626.1 La maison du Cénacle est bondée. Le vestibule, la cour, les pièces, hormis le Cénacle et la salle où se trouve la Vierge Marie, présentent cet air d’allégresse et d’animation d’un lieu où plusieurs se retrouvent après un certain temps pour une fête. Il y a là les apôtres — Thomas excepté —, les bergers, les femmes fidèles et, avec Jeanne, je vois aussi Nikê, Elise, Syra, Marcelle et Anne. Tous parlent, à voix basse mais avec une animation visible et joyeuse. La maison est bien fermée comme si on redoutait quelque chose, mais la peur de l’extérieur ne saurait porter atteinte à la joie de l’intérieur.
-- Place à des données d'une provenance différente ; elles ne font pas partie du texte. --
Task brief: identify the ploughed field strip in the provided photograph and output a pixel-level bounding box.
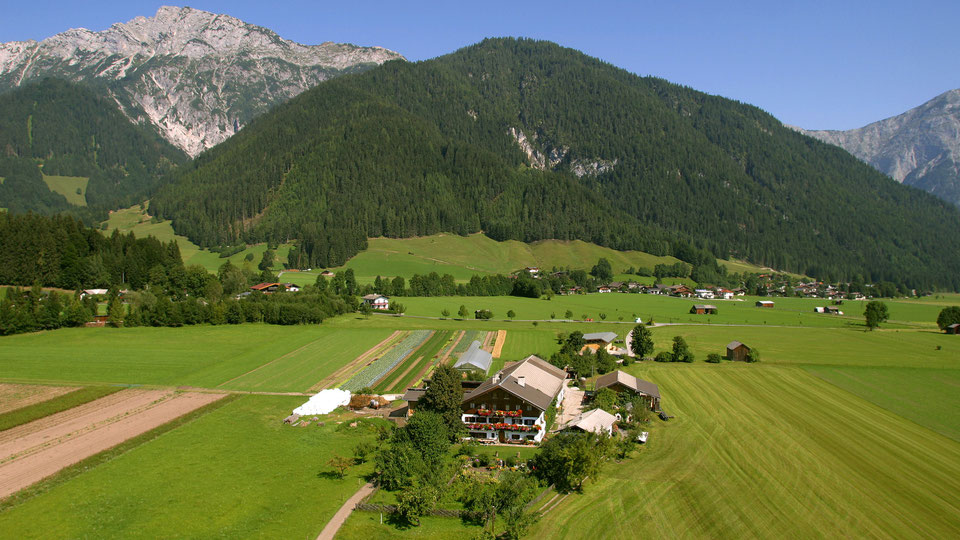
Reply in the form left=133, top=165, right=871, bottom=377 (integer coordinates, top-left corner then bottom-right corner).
left=0, top=384, right=77, bottom=413
left=0, top=390, right=226, bottom=497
Marthe, aidée de Marcelle et de Suzanne, s’affaire à la préparation du repas des “ serviteurs du Seigneur ”, comme elle appelle les apôtres. Les autres, hommes et femmes, s’interrogent, se confient leurs impressions, leurs joies, leurs peurs… comme autant d’enfants qui attendent quelque chose qui les électrise et les effraie aussi un peu.
Les apôtres voudraient paraître avoir plus d’assurance que les autres, mais ils sont les premiers à se troubler si un bruit laisse croire qu’on frappe à la porte ou imite l’ouverture d’une fenêtre. Même l’entrée rapide de Suzanne, qui arrive avec deux lampes à plusieurs flammes au secours de Marthe, qui cherche du linge, fait sursauter Matthieu ; il s’écrie : “ Le Seigneur ! ”, ce qui fait tomber à genoux Pierre, qui semble visiblement plus agité que les autres.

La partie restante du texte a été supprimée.